Stichwort Schönfärberei: Wie die Unternehmen sich weiße Westen oder grüne Mäntelchen anziehen und schließlich auch noch unser Gehirn waschen.
Die Zeiten, als ein Waschmittel mit der Behauptung punkten konnte, es wasche die Wäsche noch weißer als die Produkte anderer Firmen, sind längst vorbei. „The age demands its image“, dichtete Ezra Pound vor mehr als einem halben Jahrhundert: die Zeit verlangt ihr Abbild. Damals verlief der Prozess des Zeitenwechsels allerdings noch wesentlich langsamer als in unserer Hochgeschwindigkeitsepoche. Für weiße Westen nützt heute auch kein Waschpulver mit Anti-Grau-Formel oder XXL-Power; die Produzenten und Werbetexterinnen müssen sich da schon einen anderen Schmäh einfallen lassen. Wie froh bin ich, einen Leitartikel schreiben zu können, statt mir den Kopf über attraktive Werbeslogans zu zerbrechen!

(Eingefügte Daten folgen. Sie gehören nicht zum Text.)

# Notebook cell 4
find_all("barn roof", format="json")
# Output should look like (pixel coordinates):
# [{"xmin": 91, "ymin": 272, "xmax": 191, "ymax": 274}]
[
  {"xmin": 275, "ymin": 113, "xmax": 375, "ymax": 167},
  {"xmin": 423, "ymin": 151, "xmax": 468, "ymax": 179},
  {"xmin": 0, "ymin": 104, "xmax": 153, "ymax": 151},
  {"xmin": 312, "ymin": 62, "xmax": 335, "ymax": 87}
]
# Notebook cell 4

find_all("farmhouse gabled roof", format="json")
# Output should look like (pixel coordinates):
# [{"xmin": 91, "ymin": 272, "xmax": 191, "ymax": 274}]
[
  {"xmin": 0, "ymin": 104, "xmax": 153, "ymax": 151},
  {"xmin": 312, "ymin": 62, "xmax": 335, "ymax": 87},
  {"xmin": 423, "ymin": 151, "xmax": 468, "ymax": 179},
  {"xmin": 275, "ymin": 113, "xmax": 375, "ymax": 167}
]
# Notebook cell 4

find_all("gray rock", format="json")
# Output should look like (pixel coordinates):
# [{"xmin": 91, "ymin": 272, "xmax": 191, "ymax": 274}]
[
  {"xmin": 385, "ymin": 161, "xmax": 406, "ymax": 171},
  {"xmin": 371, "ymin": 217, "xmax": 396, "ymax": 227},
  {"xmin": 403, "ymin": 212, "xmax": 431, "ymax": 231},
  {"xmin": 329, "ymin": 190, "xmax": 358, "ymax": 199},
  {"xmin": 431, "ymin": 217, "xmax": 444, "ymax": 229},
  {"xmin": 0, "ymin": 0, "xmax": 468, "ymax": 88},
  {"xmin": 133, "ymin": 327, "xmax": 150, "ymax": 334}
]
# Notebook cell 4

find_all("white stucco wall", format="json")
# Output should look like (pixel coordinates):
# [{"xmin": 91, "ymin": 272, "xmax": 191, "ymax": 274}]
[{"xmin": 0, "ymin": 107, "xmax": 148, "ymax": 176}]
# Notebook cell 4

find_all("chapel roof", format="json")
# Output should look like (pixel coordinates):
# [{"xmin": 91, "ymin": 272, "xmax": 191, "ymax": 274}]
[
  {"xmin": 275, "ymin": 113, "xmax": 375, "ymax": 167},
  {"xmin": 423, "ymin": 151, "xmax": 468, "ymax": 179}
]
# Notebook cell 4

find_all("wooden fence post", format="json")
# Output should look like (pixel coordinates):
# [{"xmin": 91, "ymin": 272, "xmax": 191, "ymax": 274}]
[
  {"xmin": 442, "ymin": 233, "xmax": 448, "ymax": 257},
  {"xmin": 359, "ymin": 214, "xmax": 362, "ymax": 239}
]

Aber blöd sind sie ja nicht, die UnternehmensstrategInnen und PR-ManagerInnen. Sie schaffen es sogar, uns für blöd zu verkaufen. Wir kaufen keine Produkte mehr, sondern eine Lebensweise, Entschuldigung: einen Style – und damit auch ein Stück Individualität, Anderssein, ja sogar Überlegenheit. Und so werden plötzlich alle Trägerinnen und Träger von Nike-Artikeln – es kann aber auch Reebok oder Adidas sein, ich habe noch keinen Vertrag mit Nike – zu Mitgliedern einer exklusiven Gesellschaft, die das Ziel eint, das Leben der Menschen durch Sport und Fitness zu verbessern. Und diese Mitgliedschaft hat ihren Preis, den wir gerne bezahlen. Die Marke ist kostbar. In der Weltrangliste der wertvollsten Marken führt Apple mit 153 Milliarden US-Dollar, Google bringt es immerhin noch auf 111,5 Milliarden.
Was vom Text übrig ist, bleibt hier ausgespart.